Now "ndctl list --dimms --health --idle" can show a line "health_state":"ok",
e.g.
{
"dev":"nmem0",
"id":"04d5-01-1701-00000000",
"handle":0,
"phys_id":0,
"health":{
"health_state":"ok"
}
}
If there is an error with the NVDIMM, the "ok" will be replaced with "unknown",
"fatal", "critical", or "non-critical".
Hyper-V also supports "Get Unsafe Shutdown Count (Function Index 2)", but
unluckily util_dimm_health_to_json() only submits *one* command, so we don't
have a chance to call Function 2 here, and hence we can't show a line
"shutdown_count" in the output. If a user in a Linux virtual machine running
on Hyper-V is interested in the Unsafe Shutdown Count, please directly run:
"cat /sys/bus/nd/devices/nmem*/nfit/dirty_shutdown" (there is a pending patch
submitted to the kernel for this sysfs node).

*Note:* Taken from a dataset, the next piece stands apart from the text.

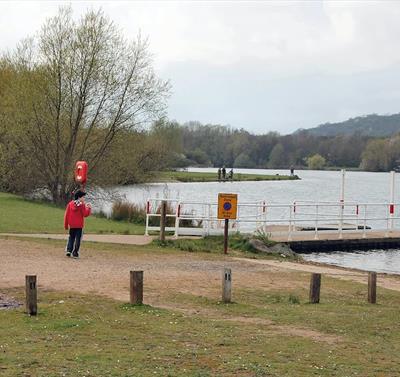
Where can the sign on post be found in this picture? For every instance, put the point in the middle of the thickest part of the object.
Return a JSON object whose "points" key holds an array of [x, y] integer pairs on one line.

Signed-off-by: Dexuan Cui <decui(a)microsoft.com>
---
ndctl/lib/Makefile.am | 1 +
ndctl/lib/hyperv.c | 129 ++++++++++++++++++++++++++++++++++++++++++
ndctl/lib/hyperv.h | 51 +++++++++++++++++
ndctl/lib/libndctl.c | 2 +
ndctl/lib/private.h | 3 +
ndctl/ndctl.h | 1 +
6 files changed, 187 insertions(+)
create mode 100644 ndctl/lib/hyperv.c
create mode 100644 ndctl/lib/hyperv.h
diff --git a/ndctl/lib/Makefile.am b/ndctl/lib/Makefile.am
index 7797039..fb75fda 100644
--- a/ndctl/lib/Makefile.am
+++ b/ndctl/lib/Makefile.am
@@ -20,6 +20,7 @@ libndctl_la_SOURCES =\
intel.c \
hpe1.c \
msft.c \
+ hyperv.c \
ars.c \
firmware.c \
libndctl.c
diff --git a/ndctl/lib/hyperv.c b/ndctl/lib/hyperv.c
new file mode 100644
index 0000000..b303d50
--- /dev/null
+++ b/ndctl/lib/hyperv.c
@@ -0,0 +1,129 @@
+/*
+ * Copyright (c) 2019, Microsoft Corporation.
+ *
+ * This program is free software; you can redistribute it and/or modify it
+ * under the terms and conditions of the GNU Lesser General Public License,
+ * version 2.1, as published by the Free Software Foundation.
+ *
+ * This program is distributed in the hope it will be useful, but WITHOUT ANY
+ * WARRANTY; without even the implied warranty of MERCHANTABILITY or FITNESS
+ * FOR A PARTICULAR PURPOSE. See the GNU Lesser General Public License for
+ * more details.
+ */
+#include <stdlib.h>
+#include <limits.h>
+#include <util/bitmap.h>
+#include <util/log.h>
+#include <ndctl/libndctl.h>
+#include "private.h"
+#include "hyperv.h"
+
+#define CMD_HYPERV(_c) ((_c)->hyperv)
+#define CMD_HYPERV_STATUS(_c) (CMD_HYPERV(_c)->u.status)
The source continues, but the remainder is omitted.